Annabelle is great. It's exactly what I hoped it would be and though I thought the trailer gave away too much, it actually didn't. I was surprised. I was scared. I was gripping the arms of my chair. I had a great time. For starters that's how I left the theater tonight. I felt very positive about the overall experience, and I think the audience did too judging by several loud female screams and a bunch of guys yelling, "oh shit!" or some such verbiage followed by laughter (that means they were actually scared because when they laugh they're still trying to look cool to their dates). When you leave the theater this pumped up, the next thing you do is listen to death metal on the drive home. I think I should just pull an all-nighter and drink some coffee.
Is Annabelle better than The Conjuring? Nope, and don't expect a movie to be that good for some time. I loved The Conjuring. I don't expect the sequel to be as good, and that's okay. I consider it to have had a lasting effect on me, and I'm glad that I can recommend that to anyone seeking a scary movie. The Conjuring is one of the highest grossing horror films of all time (that's from Wiki). Annabelle can't live up to that. It simply can't. You are already familiar with the concept. You know the rub, but even that's okay because it's a great ghost story. Often great ghost stories are the ones we tell over and over again (as opposed to zombie stories where telling them over and over again simply lines someone's pockets). So if you set your expectation correctly ie you don't wait to have James Wan and Co. scare the fuck out of you while dangling hotties Patrick Wilson and Vera Farmiga in front of you... you're good. You should enjoy this movie.
The effects are practical, and if there's CG it isn't noticeable save for some few scenes where I simply wasn't sure if it really was computer generated or if they were just getting clever with practical. Doesn't matter. You won't be like, "that zombie's brains just pixalated". The cam can get shakey at times. It's is NOT a found footage flick (this will make you happy... most of you), but man I wish the camera shake when tracking could be better. It may build a sense chaos or panic, but if I notice it, the suspension of disbelief has been ruined.

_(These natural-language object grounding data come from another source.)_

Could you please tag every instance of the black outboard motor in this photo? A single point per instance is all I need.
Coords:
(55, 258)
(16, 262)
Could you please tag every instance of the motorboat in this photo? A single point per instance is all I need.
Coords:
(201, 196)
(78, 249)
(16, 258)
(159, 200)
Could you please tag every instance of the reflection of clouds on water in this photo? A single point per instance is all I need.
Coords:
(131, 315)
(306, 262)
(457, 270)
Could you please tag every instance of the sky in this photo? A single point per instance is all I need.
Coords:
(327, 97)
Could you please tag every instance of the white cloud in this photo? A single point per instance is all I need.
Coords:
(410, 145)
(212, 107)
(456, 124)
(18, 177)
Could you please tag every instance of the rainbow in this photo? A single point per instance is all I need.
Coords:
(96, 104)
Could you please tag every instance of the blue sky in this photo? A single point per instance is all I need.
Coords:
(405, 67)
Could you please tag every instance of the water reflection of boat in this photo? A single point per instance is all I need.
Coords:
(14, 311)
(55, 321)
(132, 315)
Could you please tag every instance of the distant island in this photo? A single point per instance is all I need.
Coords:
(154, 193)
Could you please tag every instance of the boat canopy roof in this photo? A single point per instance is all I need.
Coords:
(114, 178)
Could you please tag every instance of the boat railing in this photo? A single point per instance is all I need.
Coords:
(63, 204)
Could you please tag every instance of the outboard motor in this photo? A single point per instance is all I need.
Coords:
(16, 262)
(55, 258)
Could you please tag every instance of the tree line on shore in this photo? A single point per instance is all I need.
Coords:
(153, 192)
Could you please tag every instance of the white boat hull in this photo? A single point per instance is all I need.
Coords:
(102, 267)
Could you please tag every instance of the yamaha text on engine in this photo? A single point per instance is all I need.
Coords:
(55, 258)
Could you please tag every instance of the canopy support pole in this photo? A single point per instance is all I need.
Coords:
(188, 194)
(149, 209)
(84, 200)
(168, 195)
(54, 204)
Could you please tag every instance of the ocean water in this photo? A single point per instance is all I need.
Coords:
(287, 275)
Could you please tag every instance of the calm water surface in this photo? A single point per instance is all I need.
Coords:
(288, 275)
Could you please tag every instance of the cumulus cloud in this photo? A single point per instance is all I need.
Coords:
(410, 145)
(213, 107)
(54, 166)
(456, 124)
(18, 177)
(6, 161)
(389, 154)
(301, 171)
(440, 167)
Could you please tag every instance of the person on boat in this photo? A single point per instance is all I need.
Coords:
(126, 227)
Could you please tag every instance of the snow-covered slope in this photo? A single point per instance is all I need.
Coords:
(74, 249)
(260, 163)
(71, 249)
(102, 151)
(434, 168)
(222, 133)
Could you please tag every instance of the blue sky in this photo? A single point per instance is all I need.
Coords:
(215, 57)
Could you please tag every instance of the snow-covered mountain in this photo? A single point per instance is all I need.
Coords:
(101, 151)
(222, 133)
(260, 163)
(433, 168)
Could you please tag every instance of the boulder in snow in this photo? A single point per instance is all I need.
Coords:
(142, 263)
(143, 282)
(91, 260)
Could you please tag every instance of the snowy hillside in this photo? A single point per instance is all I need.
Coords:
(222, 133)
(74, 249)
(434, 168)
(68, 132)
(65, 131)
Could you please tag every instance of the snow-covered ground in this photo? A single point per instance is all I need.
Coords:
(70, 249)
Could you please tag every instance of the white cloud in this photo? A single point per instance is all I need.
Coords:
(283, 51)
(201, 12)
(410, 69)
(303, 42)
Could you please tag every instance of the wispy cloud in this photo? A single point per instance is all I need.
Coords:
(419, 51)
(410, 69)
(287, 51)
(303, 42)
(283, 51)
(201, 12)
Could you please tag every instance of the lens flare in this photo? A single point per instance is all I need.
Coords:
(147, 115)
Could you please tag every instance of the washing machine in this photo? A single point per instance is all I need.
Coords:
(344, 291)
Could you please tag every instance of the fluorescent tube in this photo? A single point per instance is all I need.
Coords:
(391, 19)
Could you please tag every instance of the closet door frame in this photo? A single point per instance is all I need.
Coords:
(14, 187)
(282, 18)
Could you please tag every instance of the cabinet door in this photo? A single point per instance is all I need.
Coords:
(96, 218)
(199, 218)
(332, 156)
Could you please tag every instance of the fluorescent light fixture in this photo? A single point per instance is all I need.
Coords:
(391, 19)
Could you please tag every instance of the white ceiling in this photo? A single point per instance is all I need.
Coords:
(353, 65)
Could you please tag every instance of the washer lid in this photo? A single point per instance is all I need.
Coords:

It's rated R, but it's not an R rated movie (this is the other side of the goddamn PG-13 argument you dirty fuckers). It's simply scary. There's some blood. There's some violence and slight chaos. It's a good scary movie to bring your "ready for horror" kids too. No gore really. Just blood. And scary shit. So I urge parents who have mature kids to bring them especially if they liked The Conjuring. They'll scream. It's good for their cardiovascular system. Warning: there's a pregnant woman in the movie and she is the focus of some of the violence. This may fuck some of you up (because I was scratching at my neck and pawing the chair).

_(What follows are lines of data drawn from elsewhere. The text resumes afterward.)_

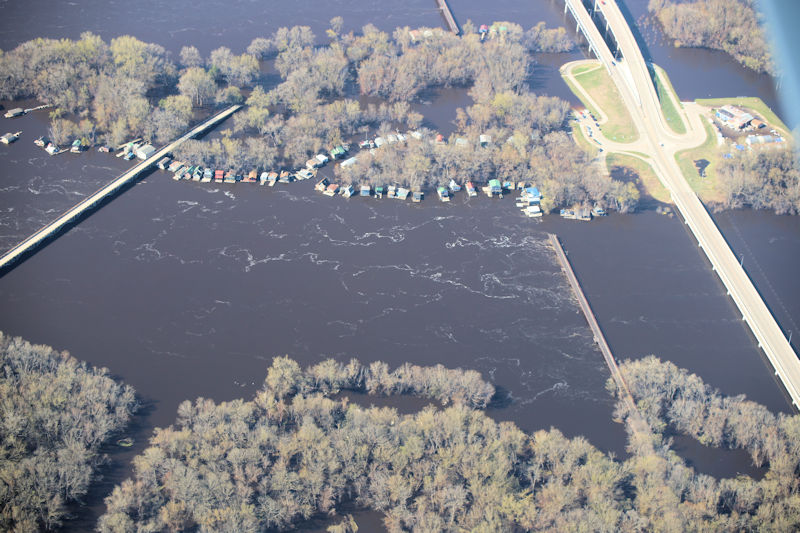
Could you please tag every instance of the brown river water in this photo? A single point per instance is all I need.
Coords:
(186, 289)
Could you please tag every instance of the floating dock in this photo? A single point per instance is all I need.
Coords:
(448, 16)
(52, 229)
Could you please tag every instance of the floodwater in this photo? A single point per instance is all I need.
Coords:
(185, 289)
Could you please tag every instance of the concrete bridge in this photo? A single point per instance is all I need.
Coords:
(632, 77)
(32, 243)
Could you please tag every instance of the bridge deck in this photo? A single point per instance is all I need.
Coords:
(108, 190)
(632, 77)
(448, 16)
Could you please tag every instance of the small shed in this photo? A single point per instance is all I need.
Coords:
(145, 151)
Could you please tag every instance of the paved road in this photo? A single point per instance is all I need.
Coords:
(632, 78)
(35, 240)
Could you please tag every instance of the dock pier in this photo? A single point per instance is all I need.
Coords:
(448, 16)
(635, 419)
(32, 243)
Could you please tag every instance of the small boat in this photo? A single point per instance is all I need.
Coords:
(532, 211)
(8, 138)
(305, 174)
(471, 189)
(16, 112)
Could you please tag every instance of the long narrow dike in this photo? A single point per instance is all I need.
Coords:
(637, 422)
(32, 243)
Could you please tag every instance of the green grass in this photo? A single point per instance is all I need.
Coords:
(706, 187)
(664, 89)
(637, 154)
(752, 103)
(580, 138)
(577, 92)
(645, 172)
(583, 68)
(619, 126)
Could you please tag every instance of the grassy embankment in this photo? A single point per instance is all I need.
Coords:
(751, 103)
(664, 89)
(580, 138)
(646, 174)
(598, 85)
(706, 187)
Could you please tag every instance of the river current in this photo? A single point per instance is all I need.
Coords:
(186, 289)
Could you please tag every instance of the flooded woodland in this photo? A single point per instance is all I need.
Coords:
(186, 290)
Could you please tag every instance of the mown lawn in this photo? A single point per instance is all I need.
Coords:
(706, 187)
(671, 114)
(645, 172)
(619, 126)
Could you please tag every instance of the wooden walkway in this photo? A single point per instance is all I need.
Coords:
(448, 16)
(52, 229)
(635, 419)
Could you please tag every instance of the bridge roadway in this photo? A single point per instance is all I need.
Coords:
(633, 80)
(110, 189)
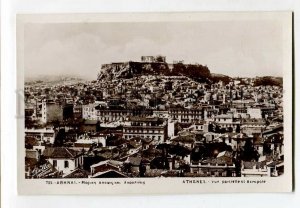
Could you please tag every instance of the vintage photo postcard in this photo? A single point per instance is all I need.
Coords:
(154, 103)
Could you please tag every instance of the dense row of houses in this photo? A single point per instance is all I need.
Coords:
(153, 126)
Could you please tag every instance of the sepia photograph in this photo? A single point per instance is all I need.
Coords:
(183, 101)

The doll is fucking scary looking and you see how it got to be that way. It's a reasonable origin story. Some of the movie gets a wee bit religious for my taste, but then again religious horror always seems to feel more real anyway because people want positive religion to save them from evil shit. I suppose that's pretty evident in The Exorcist (between which you can definitely draw comparison with Annabelle). There's plenty of the word "Satanist" thrown around too. Bet that'll piss somebody off. I love horror that involves cult groups or the occult or black magic (which seems totally contradictory to what I just above). Appropriate jump scares are used throughout the film, and I was effected by ALL of them. I love that. It's the reason I drink triple the caffeine before going to see creepy movies. I simply forgot the little tune associated with the doll. It's still in my head!

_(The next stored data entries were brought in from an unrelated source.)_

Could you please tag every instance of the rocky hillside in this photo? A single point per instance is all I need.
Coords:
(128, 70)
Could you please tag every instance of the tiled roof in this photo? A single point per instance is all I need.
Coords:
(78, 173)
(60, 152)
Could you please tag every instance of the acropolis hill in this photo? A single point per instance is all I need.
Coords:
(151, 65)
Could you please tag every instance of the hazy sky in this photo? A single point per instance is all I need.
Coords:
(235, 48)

Great casting with actors with which I was unfamilar but ended up loving. I fuckin' love these guys. Like I wanna have Thanksgiving dinner with them or some kind of picnic lunch. Everyone did a great job.
Final thought: If you own a doll collection, you deserve the consequences of collecting the army of SATAN... don't be stupid! You watch the same movies that I do.. Best bet? Lineup your GI-Joe figures like I did when I was a kid facing the porcelain dolls in your sisters room and let them sort it out.
See Annabelle. Give it a good box office showing because it's great for October and perfect to get a few scares out of you if you let it. There will be a Conjuring II soon enough (studio, don't fuck that up). Stop crossing your arms when you go to a theater being a cynical cunt. Nobody likes that. My theater didn't have that at all. I even made a couple of friends and we got to talk about the new Halloween box set and Italian Horror and The Conjuring. That's what I want from a movie going experience.. that and cheap glances at couples making out because it's better than Cinemax these days.
It's in theaters now. You wanted a replacement to the October Paranormal Activity annual release... this would be the perfect choice. Let's follow The Warrens and the events surrounding their investigations. So this would be a good time to spend your vote on a ticket.